Черт бы побрал Присей! Она убежала и бросила свинью. Хоть бы уж поросята уцелели! Только бы все
благополучно добрались до болота! Но ничего же ведь не известно.
Она недвижно стояла в холле, а мимо нее с криком, с руганью бегали солдаты. Уэйд не разжимал
вцепившихся в ее юбку скрюченных от страха пальчиков. Она чувствовала, как он дрожит всем телом,
прижимаясь к ней, но не могла заставить себя поговорить с ним, успокоить его. Не могла заставить себя
произнести ни слова, не могла обрушиться на янки ни с гневом, ни с мольбами, ни с угрозами. Могла только
благодарить бога за то, что ноги еще держат ее и у нее хватает сил стоять с высоко поднятой головой. Но когда
кучка бородатых солдат с грохотом спустилась по лестнице, таща награбленное добро, какое подвернулось им
под руку, и она увидела в руках одного из них саблю Чарлза, с губ ее против воли сорвался крик.
Эта сабля принадлежала теперь Уэйду. Это была сабля его отца, а прежде – деда, и Скарлетт подарила ее
сыну в этом году в день его рождения. Они устроили тогда маленькую торжественную церемонию, и Мелани
расплакалась – от гордости, от умиления, от грустных воспоминаний, – поцеловала Уэйда и сказала, что он
должен вырасти храбрым солдатом, как его отец и дедушка. Уэйд очень гордился этим подарком и частенько
залезал на стол, над которым висела, на стене сабля, чтобы погладить се. Скарлетт нашла в себе силы молча
смотреть на то, как чужие, ненавистные руки выносят из дома принадлежащие ей вещи, любые вещи, но только
не это – не предмет гордости ее маленького сынишки. Уэйд, выглядывавший из-за юбок, услыхал ее крик, обрел
голос и отвагу и громко, горестно всхлипнул, указывая ручонкой на саблю:
– Моя!
– Этого вы не можете взять! – решительно сказала Скарлетт, протягивая к сабле руку.
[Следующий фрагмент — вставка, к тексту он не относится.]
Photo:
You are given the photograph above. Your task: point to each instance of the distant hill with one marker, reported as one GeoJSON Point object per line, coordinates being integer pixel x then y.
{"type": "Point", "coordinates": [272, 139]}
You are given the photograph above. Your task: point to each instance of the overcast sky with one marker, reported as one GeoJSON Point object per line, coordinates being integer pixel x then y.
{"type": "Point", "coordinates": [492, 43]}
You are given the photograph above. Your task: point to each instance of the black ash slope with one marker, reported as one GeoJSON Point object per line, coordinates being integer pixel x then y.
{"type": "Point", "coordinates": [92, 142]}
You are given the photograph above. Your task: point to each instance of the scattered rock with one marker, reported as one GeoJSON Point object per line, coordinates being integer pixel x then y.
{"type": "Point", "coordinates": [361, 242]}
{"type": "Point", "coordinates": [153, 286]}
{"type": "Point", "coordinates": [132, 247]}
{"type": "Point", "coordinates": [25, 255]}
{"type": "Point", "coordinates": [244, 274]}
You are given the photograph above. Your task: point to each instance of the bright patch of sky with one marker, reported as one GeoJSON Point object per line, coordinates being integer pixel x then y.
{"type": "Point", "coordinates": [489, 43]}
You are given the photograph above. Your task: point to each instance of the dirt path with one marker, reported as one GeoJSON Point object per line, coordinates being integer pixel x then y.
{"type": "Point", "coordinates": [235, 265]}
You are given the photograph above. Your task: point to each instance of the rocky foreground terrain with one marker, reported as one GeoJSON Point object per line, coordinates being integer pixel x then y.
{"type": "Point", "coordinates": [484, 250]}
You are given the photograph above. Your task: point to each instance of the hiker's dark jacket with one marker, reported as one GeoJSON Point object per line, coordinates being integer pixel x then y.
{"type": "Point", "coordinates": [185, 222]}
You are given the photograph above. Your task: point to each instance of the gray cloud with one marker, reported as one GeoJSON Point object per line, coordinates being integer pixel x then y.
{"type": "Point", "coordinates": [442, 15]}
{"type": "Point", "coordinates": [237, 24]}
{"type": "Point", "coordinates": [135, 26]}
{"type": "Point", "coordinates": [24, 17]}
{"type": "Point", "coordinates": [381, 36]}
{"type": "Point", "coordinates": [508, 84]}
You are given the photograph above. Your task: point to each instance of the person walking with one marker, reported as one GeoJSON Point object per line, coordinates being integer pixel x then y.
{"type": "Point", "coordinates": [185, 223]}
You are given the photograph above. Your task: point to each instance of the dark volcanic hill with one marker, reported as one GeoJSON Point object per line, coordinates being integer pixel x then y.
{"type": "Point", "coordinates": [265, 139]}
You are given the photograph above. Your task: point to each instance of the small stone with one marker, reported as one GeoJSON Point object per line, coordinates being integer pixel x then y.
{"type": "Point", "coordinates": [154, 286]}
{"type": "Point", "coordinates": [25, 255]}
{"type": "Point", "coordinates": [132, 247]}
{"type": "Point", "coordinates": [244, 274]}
– Не могу? Вот как! – произнес невысокий солдат, державший саблю, и нагловато ухмыльнулся ей в лицо. –
Еще как могу! Это сабля мятежника!
– Нет… нет. Она сохранилась с Мексиканской войны. Вы не имеете права ее брать – это сабля моего
маленького сына. Она принадлежала его деду. О, капитан! – воскликнула Скарлетт, оборачиваясь к сержанту. –
Пожалуйста, прикажите вашему солдату вернуть мне саблю.
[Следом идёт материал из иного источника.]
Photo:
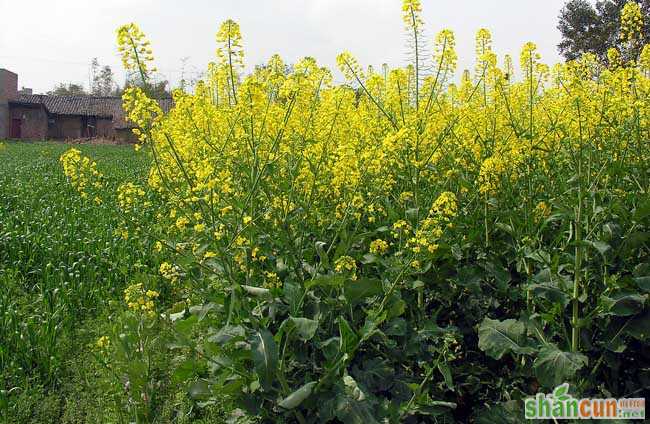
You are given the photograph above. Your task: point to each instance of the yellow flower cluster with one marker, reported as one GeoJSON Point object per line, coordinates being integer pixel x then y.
{"type": "Point", "coordinates": [631, 21]}
{"type": "Point", "coordinates": [346, 264]}
{"type": "Point", "coordinates": [272, 281]}
{"type": "Point", "coordinates": [378, 247]}
{"type": "Point", "coordinates": [128, 195]}
{"type": "Point", "coordinates": [135, 49]}
{"type": "Point", "coordinates": [103, 343]}
{"type": "Point", "coordinates": [140, 300]}
{"type": "Point", "coordinates": [298, 156]}
{"type": "Point", "coordinates": [172, 272]}
{"type": "Point", "coordinates": [81, 172]}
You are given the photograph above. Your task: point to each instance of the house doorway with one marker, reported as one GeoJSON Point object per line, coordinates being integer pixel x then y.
{"type": "Point", "coordinates": [15, 127]}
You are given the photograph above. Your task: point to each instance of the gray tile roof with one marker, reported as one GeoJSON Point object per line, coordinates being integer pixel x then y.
{"type": "Point", "coordinates": [100, 107]}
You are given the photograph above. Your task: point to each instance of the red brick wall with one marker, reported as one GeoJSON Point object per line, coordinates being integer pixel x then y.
{"type": "Point", "coordinates": [125, 135]}
{"type": "Point", "coordinates": [33, 122]}
{"type": "Point", "coordinates": [70, 126]}
{"type": "Point", "coordinates": [8, 91]}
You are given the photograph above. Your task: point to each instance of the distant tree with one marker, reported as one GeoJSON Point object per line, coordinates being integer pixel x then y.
{"type": "Point", "coordinates": [103, 80]}
{"type": "Point", "coordinates": [68, 89]}
{"type": "Point", "coordinates": [588, 28]}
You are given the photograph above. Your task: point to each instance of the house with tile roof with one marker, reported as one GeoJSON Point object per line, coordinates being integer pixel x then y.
{"type": "Point", "coordinates": [24, 115]}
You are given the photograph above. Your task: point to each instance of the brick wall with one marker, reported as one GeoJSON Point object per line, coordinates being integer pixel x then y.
{"type": "Point", "coordinates": [105, 128]}
{"type": "Point", "coordinates": [8, 91]}
{"type": "Point", "coordinates": [33, 122]}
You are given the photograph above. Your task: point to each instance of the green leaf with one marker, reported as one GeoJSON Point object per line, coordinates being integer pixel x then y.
{"type": "Point", "coordinates": [265, 357]}
{"type": "Point", "coordinates": [550, 293]}
{"type": "Point", "coordinates": [332, 280]}
{"type": "Point", "coordinates": [227, 333]}
{"type": "Point", "coordinates": [553, 367]}
{"type": "Point", "coordinates": [497, 338]}
{"type": "Point", "coordinates": [396, 327]}
{"type": "Point", "coordinates": [348, 337]}
{"type": "Point", "coordinates": [639, 327]}
{"type": "Point", "coordinates": [643, 283]}
{"type": "Point", "coordinates": [257, 291]}
{"type": "Point", "coordinates": [600, 246]}
{"type": "Point", "coordinates": [199, 390]}
{"type": "Point", "coordinates": [358, 290]}
{"type": "Point", "coordinates": [350, 411]}
{"type": "Point", "coordinates": [624, 304]}
{"type": "Point", "coordinates": [322, 254]}
{"type": "Point", "coordinates": [561, 392]}
{"type": "Point", "coordinates": [296, 398]}
{"type": "Point", "coordinates": [306, 327]}
{"type": "Point", "coordinates": [446, 374]}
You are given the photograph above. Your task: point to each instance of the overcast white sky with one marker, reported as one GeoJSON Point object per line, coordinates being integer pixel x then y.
{"type": "Point", "coordinates": [51, 41]}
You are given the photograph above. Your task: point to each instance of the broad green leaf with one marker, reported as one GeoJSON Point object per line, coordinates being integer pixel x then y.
{"type": "Point", "coordinates": [561, 392]}
{"type": "Point", "coordinates": [553, 367]}
{"type": "Point", "coordinates": [624, 304]}
{"type": "Point", "coordinates": [332, 280]}
{"type": "Point", "coordinates": [322, 254]}
{"type": "Point", "coordinates": [446, 374]}
{"type": "Point", "coordinates": [306, 327]}
{"type": "Point", "coordinates": [396, 327]}
{"type": "Point", "coordinates": [350, 411]}
{"type": "Point", "coordinates": [348, 337]}
{"type": "Point", "coordinates": [257, 291]}
{"type": "Point", "coordinates": [639, 327]}
{"type": "Point", "coordinates": [550, 293]}
{"type": "Point", "coordinates": [362, 288]}
{"type": "Point", "coordinates": [296, 398]}
{"type": "Point", "coordinates": [496, 338]}
{"type": "Point", "coordinates": [199, 390]}
{"type": "Point", "coordinates": [227, 333]}
{"type": "Point", "coordinates": [265, 356]}
{"type": "Point", "coordinates": [643, 283]}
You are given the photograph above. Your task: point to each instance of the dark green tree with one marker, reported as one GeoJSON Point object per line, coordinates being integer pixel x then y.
{"type": "Point", "coordinates": [588, 28]}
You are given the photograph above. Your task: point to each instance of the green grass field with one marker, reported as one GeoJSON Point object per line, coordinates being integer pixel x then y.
{"type": "Point", "coordinates": [62, 273]}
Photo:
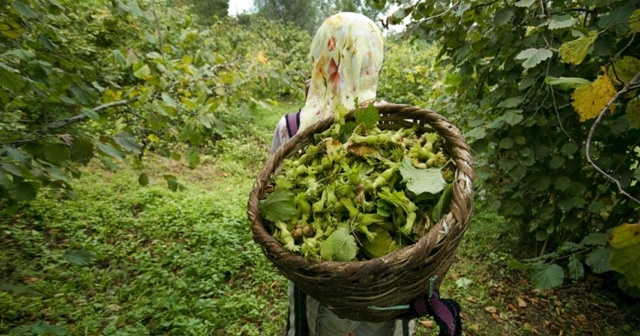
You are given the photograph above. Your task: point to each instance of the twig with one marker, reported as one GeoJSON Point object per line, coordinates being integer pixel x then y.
{"type": "Point", "coordinates": [71, 120]}
{"type": "Point", "coordinates": [158, 31]}
{"type": "Point", "coordinates": [433, 17]}
{"type": "Point", "coordinates": [606, 109]}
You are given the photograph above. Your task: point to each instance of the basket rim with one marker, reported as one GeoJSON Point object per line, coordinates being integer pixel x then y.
{"type": "Point", "coordinates": [398, 112]}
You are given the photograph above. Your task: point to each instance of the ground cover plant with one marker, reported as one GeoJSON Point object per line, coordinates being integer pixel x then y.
{"type": "Point", "coordinates": [131, 132]}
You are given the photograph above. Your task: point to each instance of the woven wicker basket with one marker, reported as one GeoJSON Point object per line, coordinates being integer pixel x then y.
{"type": "Point", "coordinates": [349, 289]}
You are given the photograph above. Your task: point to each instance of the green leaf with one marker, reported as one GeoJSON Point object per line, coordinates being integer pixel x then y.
{"type": "Point", "coordinates": [634, 21]}
{"type": "Point", "coordinates": [108, 164]}
{"type": "Point", "coordinates": [90, 113]}
{"type": "Point", "coordinates": [566, 204]}
{"type": "Point", "coordinates": [167, 99]}
{"type": "Point", "coordinates": [278, 206]}
{"type": "Point", "coordinates": [128, 142]}
{"type": "Point", "coordinates": [511, 102]}
{"type": "Point", "coordinates": [623, 69]}
{"type": "Point", "coordinates": [339, 246]}
{"type": "Point", "coordinates": [422, 180]}
{"type": "Point", "coordinates": [42, 328]}
{"type": "Point", "coordinates": [346, 131]}
{"type": "Point", "coordinates": [193, 157]}
{"type": "Point", "coordinates": [463, 282]}
{"type": "Point", "coordinates": [172, 182]}
{"type": "Point", "coordinates": [556, 162]}
{"type": "Point", "coordinates": [83, 95]}
{"type": "Point", "coordinates": [143, 179]}
{"type": "Point", "coordinates": [57, 153]}
{"type": "Point", "coordinates": [56, 174]}
{"type": "Point", "coordinates": [542, 184]}
{"type": "Point", "coordinates": [81, 150]}
{"type": "Point", "coordinates": [368, 117]}
{"type": "Point", "coordinates": [506, 143]}
{"type": "Point", "coordinates": [569, 148]}
{"type": "Point", "coordinates": [599, 239]}
{"type": "Point", "coordinates": [109, 150]}
{"type": "Point", "coordinates": [476, 133]}
{"type": "Point", "coordinates": [143, 72]}
{"type": "Point", "coordinates": [10, 78]}
{"type": "Point", "coordinates": [503, 16]}
{"type": "Point", "coordinates": [533, 56]}
{"type": "Point", "coordinates": [562, 21]}
{"type": "Point", "coordinates": [23, 191]}
{"type": "Point", "coordinates": [524, 3]}
{"type": "Point", "coordinates": [598, 260]}
{"type": "Point", "coordinates": [547, 276]}
{"type": "Point", "coordinates": [566, 83]}
{"type": "Point", "coordinates": [576, 270]}
{"type": "Point", "coordinates": [25, 10]}
{"type": "Point", "coordinates": [575, 51]}
{"type": "Point", "coordinates": [25, 55]}
{"type": "Point", "coordinates": [512, 117]}
{"type": "Point", "coordinates": [80, 257]}
{"type": "Point", "coordinates": [17, 155]}
{"type": "Point", "coordinates": [442, 207]}
{"type": "Point", "coordinates": [625, 257]}
{"type": "Point", "coordinates": [506, 164]}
Сержант, довольный неожиданным повышением в чине, шагнул вперед.
– Дай-ка мне глянуть на эту саблю. Боб, – сказал он.
Невысокий солдат нехотя протянул ему саблю.
– Тут эфес из чистого золота, – сказал он.
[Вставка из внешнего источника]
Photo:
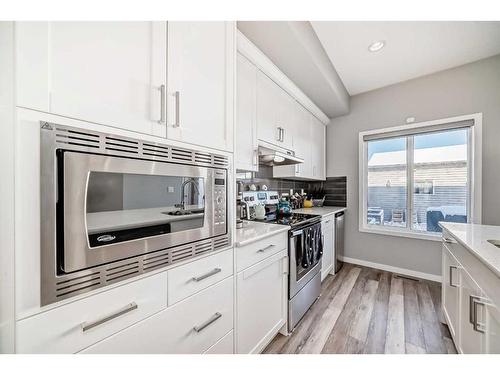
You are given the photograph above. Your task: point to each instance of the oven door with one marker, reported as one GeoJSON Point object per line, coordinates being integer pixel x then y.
{"type": "Point", "coordinates": [305, 257]}
{"type": "Point", "coordinates": [111, 208]}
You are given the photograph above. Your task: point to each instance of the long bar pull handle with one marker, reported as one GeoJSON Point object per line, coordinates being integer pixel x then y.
{"type": "Point", "coordinates": [202, 326]}
{"type": "Point", "coordinates": [478, 326]}
{"type": "Point", "coordinates": [177, 96]}
{"type": "Point", "coordinates": [130, 307]}
{"type": "Point", "coordinates": [163, 113]}
{"type": "Point", "coordinates": [208, 274]}
{"type": "Point", "coordinates": [265, 248]}
{"type": "Point", "coordinates": [451, 276]}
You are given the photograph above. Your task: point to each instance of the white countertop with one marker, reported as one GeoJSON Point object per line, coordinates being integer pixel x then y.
{"type": "Point", "coordinates": [254, 231]}
{"type": "Point", "coordinates": [323, 211]}
{"type": "Point", "coordinates": [474, 237]}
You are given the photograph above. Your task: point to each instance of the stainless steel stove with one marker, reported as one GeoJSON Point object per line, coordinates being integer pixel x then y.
{"type": "Point", "coordinates": [305, 250]}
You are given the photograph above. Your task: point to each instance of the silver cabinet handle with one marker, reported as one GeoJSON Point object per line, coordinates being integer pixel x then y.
{"type": "Point", "coordinates": [473, 302]}
{"type": "Point", "coordinates": [265, 248]}
{"type": "Point", "coordinates": [177, 96]}
{"type": "Point", "coordinates": [163, 112]}
{"type": "Point", "coordinates": [131, 306]}
{"type": "Point", "coordinates": [208, 274]}
{"type": "Point", "coordinates": [451, 276]}
{"type": "Point", "coordinates": [202, 326]}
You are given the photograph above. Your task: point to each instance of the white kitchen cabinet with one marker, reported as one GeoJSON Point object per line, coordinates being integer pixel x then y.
{"type": "Point", "coordinates": [274, 111]}
{"type": "Point", "coordinates": [470, 338]}
{"type": "Point", "coordinates": [318, 150]}
{"type": "Point", "coordinates": [492, 344]}
{"type": "Point", "coordinates": [450, 290]}
{"type": "Point", "coordinates": [469, 299]}
{"type": "Point", "coordinates": [201, 66]}
{"type": "Point", "coordinates": [261, 302]}
{"type": "Point", "coordinates": [110, 73]}
{"type": "Point", "coordinates": [246, 116]}
{"type": "Point", "coordinates": [192, 326]}
{"type": "Point", "coordinates": [328, 232]}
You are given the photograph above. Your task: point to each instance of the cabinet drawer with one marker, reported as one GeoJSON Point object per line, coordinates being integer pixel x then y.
{"type": "Point", "coordinates": [72, 327]}
{"type": "Point", "coordinates": [191, 326]}
{"type": "Point", "coordinates": [250, 254]}
{"type": "Point", "coordinates": [223, 346]}
{"type": "Point", "coordinates": [191, 278]}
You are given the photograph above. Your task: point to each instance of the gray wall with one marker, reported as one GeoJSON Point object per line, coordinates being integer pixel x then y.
{"type": "Point", "coordinates": [467, 89]}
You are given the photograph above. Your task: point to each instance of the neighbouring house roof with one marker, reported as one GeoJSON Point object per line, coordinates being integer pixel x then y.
{"type": "Point", "coordinates": [422, 155]}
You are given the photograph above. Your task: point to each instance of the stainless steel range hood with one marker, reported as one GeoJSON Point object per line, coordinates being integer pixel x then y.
{"type": "Point", "coordinates": [274, 156]}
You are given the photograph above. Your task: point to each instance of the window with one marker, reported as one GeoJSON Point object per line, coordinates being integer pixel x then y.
{"type": "Point", "coordinates": [415, 176]}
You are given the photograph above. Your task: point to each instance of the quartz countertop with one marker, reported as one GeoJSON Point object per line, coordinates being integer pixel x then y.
{"type": "Point", "coordinates": [254, 231]}
{"type": "Point", "coordinates": [474, 237]}
{"type": "Point", "coordinates": [323, 211]}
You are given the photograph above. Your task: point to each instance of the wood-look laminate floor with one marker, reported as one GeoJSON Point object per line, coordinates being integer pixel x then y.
{"type": "Point", "coordinates": [364, 310]}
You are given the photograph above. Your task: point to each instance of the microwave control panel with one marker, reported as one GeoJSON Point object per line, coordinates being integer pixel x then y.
{"type": "Point", "coordinates": [220, 198]}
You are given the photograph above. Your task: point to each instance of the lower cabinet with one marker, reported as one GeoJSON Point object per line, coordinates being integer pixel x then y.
{"type": "Point", "coordinates": [328, 232]}
{"type": "Point", "coordinates": [472, 315]}
{"type": "Point", "coordinates": [261, 303]}
{"type": "Point", "coordinates": [192, 326]}
{"type": "Point", "coordinates": [450, 290]}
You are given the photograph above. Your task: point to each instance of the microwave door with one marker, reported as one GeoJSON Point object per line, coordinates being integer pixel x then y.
{"type": "Point", "coordinates": [114, 207]}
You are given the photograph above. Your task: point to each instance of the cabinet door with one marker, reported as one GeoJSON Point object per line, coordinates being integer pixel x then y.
{"type": "Point", "coordinates": [327, 259]}
{"type": "Point", "coordinates": [471, 316]}
{"type": "Point", "coordinates": [492, 329]}
{"type": "Point", "coordinates": [450, 290]}
{"type": "Point", "coordinates": [302, 145]}
{"type": "Point", "coordinates": [104, 72]}
{"type": "Point", "coordinates": [246, 115]}
{"type": "Point", "coordinates": [318, 150]}
{"type": "Point", "coordinates": [200, 83]}
{"type": "Point", "coordinates": [268, 95]}
{"type": "Point", "coordinates": [261, 300]}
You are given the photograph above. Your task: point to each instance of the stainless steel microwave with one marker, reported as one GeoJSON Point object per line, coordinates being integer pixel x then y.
{"type": "Point", "coordinates": [115, 207]}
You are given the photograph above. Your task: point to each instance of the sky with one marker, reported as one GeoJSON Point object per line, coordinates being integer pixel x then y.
{"type": "Point", "coordinates": [446, 138]}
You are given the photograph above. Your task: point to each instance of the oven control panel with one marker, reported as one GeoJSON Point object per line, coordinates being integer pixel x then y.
{"type": "Point", "coordinates": [220, 198]}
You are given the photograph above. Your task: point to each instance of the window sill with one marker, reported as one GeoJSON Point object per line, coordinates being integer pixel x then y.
{"type": "Point", "coordinates": [401, 233]}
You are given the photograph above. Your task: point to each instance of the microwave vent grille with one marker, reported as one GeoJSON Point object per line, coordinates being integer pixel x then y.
{"type": "Point", "coordinates": [74, 284]}
{"type": "Point", "coordinates": [77, 138]}
{"type": "Point", "coordinates": [87, 140]}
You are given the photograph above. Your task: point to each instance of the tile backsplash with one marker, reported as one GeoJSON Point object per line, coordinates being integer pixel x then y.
{"type": "Point", "coordinates": [335, 187]}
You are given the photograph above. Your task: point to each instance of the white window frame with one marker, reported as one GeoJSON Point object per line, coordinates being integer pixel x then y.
{"type": "Point", "coordinates": [474, 160]}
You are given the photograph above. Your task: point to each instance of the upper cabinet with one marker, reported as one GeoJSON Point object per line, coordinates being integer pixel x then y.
{"type": "Point", "coordinates": [245, 154]}
{"type": "Point", "coordinates": [270, 103]}
{"type": "Point", "coordinates": [201, 59]}
{"type": "Point", "coordinates": [110, 73]}
{"type": "Point", "coordinates": [115, 74]}
{"type": "Point", "coordinates": [318, 154]}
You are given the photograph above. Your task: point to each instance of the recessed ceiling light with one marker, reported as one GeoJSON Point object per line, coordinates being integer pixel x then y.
{"type": "Point", "coordinates": [376, 46]}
Сержант повертел саблю в руках, луч солнца упал на эфес, на выгравированную на нем надпись, и он громко
прочел ее вслух:
– «Полковнику Уильяму Р. Гамильтону. От штаба полка. За храбрость. Буэна-Виста. 1847».
– Ого! – воскликнул сержант. – Я сам дрался при Буэна-Виста, леди.
– Да ну? – холодно произнесла Скарлетт.
– А как же! Жаркое было дело, доложу я вам. В эту войну я таких схваток не видал, как в ту. Так эта сабля
принадлежала деду этого мальца?
– Да.
– Ну, пусть она останется у него, – сказал сержант, удовлетворенный доставшимися ему драгоценностями и
безделушками, которые он увязал в носовой платок.
– Но эфес же из чистого золота, – никак не мог успокоиться солдат-коротышка.
– Мы оставим ей эту саблю на память о нас, – усмехнулся сержант.
Скарлетт взяла у него саблю, даже не поблагодарив. Почему она должна благодарить этих грабителей, если
они возвращают ей ее собственность? Она стояла, прижав саблю к груди, а кавалерист-коротышка все еще
спорил и пререкался с сержантом.
– Ну, черт побери, эти проклятые мятежники еще меня попомнят! – выкрикнул под конец солдат, когда
сержант, потеряв терпение, сказал, чтобы он перестал ему перечить и проваливал ко всем чертям. Солдат
отправился шарить по задним комнатам, а Скарлетт с облегчением перевела дух. Янки ни слова не обмолвились
о том, чтобы сжечь дом. Не сказали ей убираться вон, пока они его не подожгли. Быть может… быть может…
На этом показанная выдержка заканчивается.